Fast-food restaurants in San Francisco are now charging 10 cents for toys in response to the city's so-called "Happy Meal ban" -- a move that could start a nationwide trend.

Most McDonald's and Burger King restaurants in the city by the bay began charging the 10-cent fee Dec. 1.

That's the same day a new San Francisco law kicked in, prohibiting free toy giveaways with fast-food meals that don't meet certain nutritional standards, The San Francisco Chronicle reports.

Those standards specify less fat, salt, and sugar in fast-food meals, and require more fruits and vegetables.

The law's sponsor, Supervisor Eric Mar, said he hoped it would encourage fast-food chains to go healthier, especially in light of the growing childhood obesity problem nationwide.

Instead, Mar calls the 10-cent fee a "marketing ploy" -- an easy way to technically comply with the Happy Meal ban, without having to make-over unhealthy menus.

Fast-food companies say they won't fight San Francisco's new law.

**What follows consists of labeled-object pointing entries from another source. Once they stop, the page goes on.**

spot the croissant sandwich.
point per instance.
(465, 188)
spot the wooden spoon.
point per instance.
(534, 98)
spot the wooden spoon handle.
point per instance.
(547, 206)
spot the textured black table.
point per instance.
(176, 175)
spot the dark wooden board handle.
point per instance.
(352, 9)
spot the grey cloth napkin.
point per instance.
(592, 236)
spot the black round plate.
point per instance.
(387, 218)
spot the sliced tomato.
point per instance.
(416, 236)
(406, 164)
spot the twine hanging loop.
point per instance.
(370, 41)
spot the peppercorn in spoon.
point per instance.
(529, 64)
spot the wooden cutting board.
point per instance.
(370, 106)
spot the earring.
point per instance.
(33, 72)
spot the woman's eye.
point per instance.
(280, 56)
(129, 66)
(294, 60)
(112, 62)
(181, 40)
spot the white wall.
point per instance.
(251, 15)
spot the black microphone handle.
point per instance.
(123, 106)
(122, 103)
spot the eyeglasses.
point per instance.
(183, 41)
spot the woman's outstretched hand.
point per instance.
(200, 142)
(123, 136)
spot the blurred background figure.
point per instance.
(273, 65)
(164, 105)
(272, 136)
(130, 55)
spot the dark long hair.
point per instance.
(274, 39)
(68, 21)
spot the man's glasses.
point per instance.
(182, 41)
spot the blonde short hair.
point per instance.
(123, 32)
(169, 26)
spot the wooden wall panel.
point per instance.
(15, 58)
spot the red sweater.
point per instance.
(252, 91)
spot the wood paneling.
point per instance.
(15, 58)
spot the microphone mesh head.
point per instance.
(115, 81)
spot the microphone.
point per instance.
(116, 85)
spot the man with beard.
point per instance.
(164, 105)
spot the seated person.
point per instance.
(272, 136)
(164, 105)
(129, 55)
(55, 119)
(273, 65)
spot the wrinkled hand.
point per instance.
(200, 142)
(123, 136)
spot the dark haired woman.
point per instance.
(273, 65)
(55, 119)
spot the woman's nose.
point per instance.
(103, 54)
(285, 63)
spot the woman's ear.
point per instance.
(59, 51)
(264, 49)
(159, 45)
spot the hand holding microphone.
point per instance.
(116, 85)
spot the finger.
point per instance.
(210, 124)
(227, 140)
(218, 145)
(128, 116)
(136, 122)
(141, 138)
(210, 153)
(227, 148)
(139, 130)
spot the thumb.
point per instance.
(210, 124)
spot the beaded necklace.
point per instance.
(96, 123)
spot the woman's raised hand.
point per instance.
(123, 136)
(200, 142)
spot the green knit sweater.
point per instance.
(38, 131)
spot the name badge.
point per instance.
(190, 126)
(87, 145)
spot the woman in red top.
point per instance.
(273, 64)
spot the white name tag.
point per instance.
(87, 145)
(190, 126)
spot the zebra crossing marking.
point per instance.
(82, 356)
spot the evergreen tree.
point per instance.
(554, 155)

Local governments are generally allowed to enact laws like this under what's known as "police powers" -- the authority to impose reasonable restrictions on private rights to ensure the public's well-being.

Fast-food franchisees are trying to put a happy face on their new 10-cent toy fees. McDonald's will donate proceeds toward building a new Ronald McDonald House in the city, for families with sick children in the hospital. Burger King has not announced plans for its proceeds.

As other locales around the country look into similar laws, San Francisco's "Happy Meal ban" has spurred McDonald's to tweak its menus. All U.S. McDonald's are set to add apples to Happy Meals, and offer smaller french-fry servings, beginning in March.